Feature Aggregating Network with Inter-Frame Interaction for Efficient Video Super-Resolution
Yawei Li,Zhao Zhang,Suiyi Zhao,Jicong Fan,Haijun Zhang,Mingliang Xu
DOI: https://doi.org/10.1109/icdm58522.2023.00042
2023-01-01
Abstract:Video super-resolution (VSR) on mobile devices aims to restore high-resolution frames from their low-resolution counterparts, satisfying the requirements of performance, FLOPs and latency. On one hand, partial feature processing, as a classic and acknowledged strategy, is developed in current studies to reach an appropriate trade-off between FLOPs and accuracy. However, the splitting of partial feature processing strategy are usually performed in a blind manner, thereby reducing the computational efficiency and performance gains. On the other hand, current methods for mobile platforms primarily treat VSR as an extension of single-image super-resolution to reduce model calculation and inference latency. However, lacking inter-frame information interaction in current methods results in a suboptimal latency and accuracy trade-off. To this end, we propose a novel architecture, termed Feature Aggregating Network with Inter-frame Interaction (FANI), a lightweight yet considering frame-wise correlation VSR network, which could achieve real-time inference while maintaining superior performance.
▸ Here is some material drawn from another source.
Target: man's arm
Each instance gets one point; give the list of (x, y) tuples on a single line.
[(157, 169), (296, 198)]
Our FANI accepts adjacent multi-frame low-resolution images as input and generally consists of several fully-connection-embedded modules, i.e., Multi-stage Partial Feature Distillation (MPFD) for capturing multi-level feature representations. Moreover, considering the importance of inter-frame alignment, we further employ a tiny Attention-based Frame Alignment (AFA) module to promote inter-frame information flow and aggregation efficiently. Extensive experiments on the well-known dataset and real-world mobile device demonstrate the superiority of our proposed FANI, which means that our FANI could be well adapted to mobile devices and produce visually pleasing results.